Федор Михайлович считал, что он трезвый политик, а между тем в России горела земля, революция была возможна; иногда казалось, что она неизбежна. Федор Михайлович был в числе людей, которые не верили в эту неосуществившуюся явь.

Можем ли мы сказать, что он уже был реакционером и только реакционером?

В эпоху озорства реакции Достоевский оказывается за границей. Правда, мы видим, что он уехал от долгов, но ведь его не оставили, не выкупили и даже не освободили от подозрений и полицейского надзора.

«Записки из Мертвого дома» целиком появились в журнале «Время» в 1861 году. Начато печатание было в «Русском мире» в 1860 году. Подписчики «Времени» получили перепечатку начала.

«Зимние заметки о летних впечатлениях» появились во «Времени» в 1863 году. В названии как бы подчеркивалось, что впечатления уже переосмыслены, обсуждены.

В следующем году в «Эпохе» – журнале, сменившем «Время», – появились «Записки из подполья».

«Записки из подполья» – повесть-монолог, занятый вопросом об отношении героя к идеям его времени, идеям социализма и полный отчаяния.

Перед показом подполья Достоевский посмотрел Европу, поэтому я говорю сначала об обоих произведениях вместе.

В 1863 году Достоевский в первый раз поехал за границу, посмотрел страны, о которых он столько думал: он побывал в Германии, во Франции, в Лондоне, Женеве.

Запад, который посетил Достоевский, был ему хорошо известен. В детстве он воспитывался на «Письмах русского путешественника» Карамзина и на переводных романах.

Он сам говорил, что читающему русскому человеку Европа известна вдвое лучше, чем Россия, а может быть, «и в десять раз».

Еще не умея читать, Федор Михайлович слушал, как родители его читали на сон грядущий черные романы Радклиф, исполненные ужасов и неожиданностей. Достоевский знал Англию Диккенса, Германию Гёте, Шиллера, Францию Бальзака, Виктора Гюго, Жорж Санд.

Для него Европа осталась «страной святых чудес». И вот он увидал ее, как евреи увидали с гор землю обетованную, но увидал кладбище.

«Зимние заметки о летних впечатлениях» – записи о разочаровании. Берлин оказался похожим на Петербург даже по запахам.

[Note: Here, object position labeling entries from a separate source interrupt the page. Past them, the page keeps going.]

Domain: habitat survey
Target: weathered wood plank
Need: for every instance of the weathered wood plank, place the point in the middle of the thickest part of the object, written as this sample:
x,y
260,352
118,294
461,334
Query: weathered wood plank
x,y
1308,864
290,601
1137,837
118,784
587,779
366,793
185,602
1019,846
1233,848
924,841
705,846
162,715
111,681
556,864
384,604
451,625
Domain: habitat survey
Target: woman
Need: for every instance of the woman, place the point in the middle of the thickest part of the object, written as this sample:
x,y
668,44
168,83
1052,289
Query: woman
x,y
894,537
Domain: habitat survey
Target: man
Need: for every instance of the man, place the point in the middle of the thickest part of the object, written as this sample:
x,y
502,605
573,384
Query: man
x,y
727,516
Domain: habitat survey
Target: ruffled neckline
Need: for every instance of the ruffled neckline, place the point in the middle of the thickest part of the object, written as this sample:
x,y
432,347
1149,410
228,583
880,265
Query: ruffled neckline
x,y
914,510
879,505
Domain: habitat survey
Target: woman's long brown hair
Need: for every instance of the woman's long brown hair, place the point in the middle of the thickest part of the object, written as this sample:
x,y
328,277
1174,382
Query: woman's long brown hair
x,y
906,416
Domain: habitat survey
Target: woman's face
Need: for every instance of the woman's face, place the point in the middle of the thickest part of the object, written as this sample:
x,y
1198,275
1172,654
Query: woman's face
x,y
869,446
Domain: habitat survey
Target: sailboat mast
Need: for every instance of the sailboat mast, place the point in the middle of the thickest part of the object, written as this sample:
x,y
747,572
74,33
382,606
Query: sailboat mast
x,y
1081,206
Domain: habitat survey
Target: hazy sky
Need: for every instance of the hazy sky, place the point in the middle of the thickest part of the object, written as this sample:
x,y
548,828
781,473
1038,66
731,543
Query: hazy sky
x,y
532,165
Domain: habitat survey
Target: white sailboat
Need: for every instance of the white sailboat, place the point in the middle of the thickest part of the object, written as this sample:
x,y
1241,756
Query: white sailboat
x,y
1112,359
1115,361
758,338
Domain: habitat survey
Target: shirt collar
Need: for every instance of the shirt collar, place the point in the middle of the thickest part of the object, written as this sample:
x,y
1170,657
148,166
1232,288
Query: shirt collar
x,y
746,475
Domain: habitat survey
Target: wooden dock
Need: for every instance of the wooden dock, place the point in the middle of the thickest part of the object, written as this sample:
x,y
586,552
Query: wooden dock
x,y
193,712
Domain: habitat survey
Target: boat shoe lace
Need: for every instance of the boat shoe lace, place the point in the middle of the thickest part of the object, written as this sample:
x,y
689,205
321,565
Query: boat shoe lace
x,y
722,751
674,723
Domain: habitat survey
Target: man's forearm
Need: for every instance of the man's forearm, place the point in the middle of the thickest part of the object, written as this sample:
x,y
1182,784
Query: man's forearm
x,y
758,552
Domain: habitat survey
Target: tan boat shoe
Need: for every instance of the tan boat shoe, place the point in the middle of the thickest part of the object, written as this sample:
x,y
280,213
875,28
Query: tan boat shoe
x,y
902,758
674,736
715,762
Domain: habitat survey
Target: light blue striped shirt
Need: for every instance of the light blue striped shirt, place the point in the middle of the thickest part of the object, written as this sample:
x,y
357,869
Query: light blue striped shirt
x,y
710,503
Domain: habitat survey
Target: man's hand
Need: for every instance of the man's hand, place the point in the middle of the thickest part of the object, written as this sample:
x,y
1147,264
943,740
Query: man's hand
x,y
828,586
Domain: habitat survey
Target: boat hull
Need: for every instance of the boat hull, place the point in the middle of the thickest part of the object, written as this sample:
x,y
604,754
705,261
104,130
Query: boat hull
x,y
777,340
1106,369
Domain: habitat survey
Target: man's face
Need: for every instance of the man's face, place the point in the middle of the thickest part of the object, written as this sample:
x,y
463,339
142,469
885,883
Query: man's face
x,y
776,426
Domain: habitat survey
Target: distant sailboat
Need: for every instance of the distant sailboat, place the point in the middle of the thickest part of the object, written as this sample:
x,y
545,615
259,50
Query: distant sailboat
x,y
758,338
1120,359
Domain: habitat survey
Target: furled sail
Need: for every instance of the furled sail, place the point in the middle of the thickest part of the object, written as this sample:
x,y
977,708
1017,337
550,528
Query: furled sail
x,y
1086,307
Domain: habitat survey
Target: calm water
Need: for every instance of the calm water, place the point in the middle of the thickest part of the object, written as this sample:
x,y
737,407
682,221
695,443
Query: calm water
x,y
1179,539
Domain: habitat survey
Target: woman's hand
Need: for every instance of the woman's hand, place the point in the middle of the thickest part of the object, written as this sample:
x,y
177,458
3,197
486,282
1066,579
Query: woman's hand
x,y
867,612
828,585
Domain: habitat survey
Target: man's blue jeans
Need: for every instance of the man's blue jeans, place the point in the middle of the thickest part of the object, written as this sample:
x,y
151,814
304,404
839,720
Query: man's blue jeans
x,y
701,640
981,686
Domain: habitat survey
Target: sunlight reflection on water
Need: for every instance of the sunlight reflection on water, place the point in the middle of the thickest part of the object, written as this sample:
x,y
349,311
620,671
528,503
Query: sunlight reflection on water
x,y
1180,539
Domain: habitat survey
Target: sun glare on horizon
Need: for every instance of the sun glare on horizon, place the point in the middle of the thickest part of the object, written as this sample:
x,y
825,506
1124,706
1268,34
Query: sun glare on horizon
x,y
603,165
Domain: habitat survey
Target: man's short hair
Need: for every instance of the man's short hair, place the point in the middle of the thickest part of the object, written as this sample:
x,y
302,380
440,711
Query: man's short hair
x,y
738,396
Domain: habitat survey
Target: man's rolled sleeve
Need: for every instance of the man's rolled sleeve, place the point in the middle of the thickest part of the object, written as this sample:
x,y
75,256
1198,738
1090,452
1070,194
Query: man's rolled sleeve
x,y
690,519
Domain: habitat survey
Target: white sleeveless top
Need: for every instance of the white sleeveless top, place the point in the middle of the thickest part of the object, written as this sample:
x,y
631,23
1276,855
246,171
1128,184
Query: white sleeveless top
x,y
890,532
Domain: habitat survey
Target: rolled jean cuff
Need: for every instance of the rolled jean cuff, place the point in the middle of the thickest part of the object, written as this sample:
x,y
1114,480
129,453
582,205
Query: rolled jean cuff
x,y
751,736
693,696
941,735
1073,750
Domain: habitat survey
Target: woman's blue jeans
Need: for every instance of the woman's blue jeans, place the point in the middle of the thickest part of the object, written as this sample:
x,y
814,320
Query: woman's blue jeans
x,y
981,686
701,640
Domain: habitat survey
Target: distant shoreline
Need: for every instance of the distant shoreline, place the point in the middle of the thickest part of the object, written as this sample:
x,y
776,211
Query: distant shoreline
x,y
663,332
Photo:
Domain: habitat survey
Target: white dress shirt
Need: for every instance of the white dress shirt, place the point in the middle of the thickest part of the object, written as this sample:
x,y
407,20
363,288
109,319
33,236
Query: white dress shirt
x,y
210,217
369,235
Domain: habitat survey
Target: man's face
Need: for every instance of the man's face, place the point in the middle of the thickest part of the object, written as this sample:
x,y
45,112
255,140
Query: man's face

Про берлинцев написал враждебно и общо: «сами берлинцы, все до единого, смотрели такими немцами».

Очерк Достоевского полон записей о потерях и пропусках. В Лондоне он не видал собора св. Павла, в Кельне он не сразу понял красоту кельнского собора; чтобы понять, он вспомнил Карамзина и его ощущения при проверке чудес Европы. Достоевский ехал, чтобы увидеть и поверить. Несмотря на подготовку по журнальным статьям, размер разочарования был неожиданным. Немцы, немецкое самодовольство, русские путешественники, самодовольные англичане занимают в описаниях целые страницы.

Достоевский вспоминает фразу скептического Фонвизина, который посмотрел в XVIII веке Францию и записал: «Рассудка француз не имеет, да иметь его почел бы за величайшее для себя несчастье».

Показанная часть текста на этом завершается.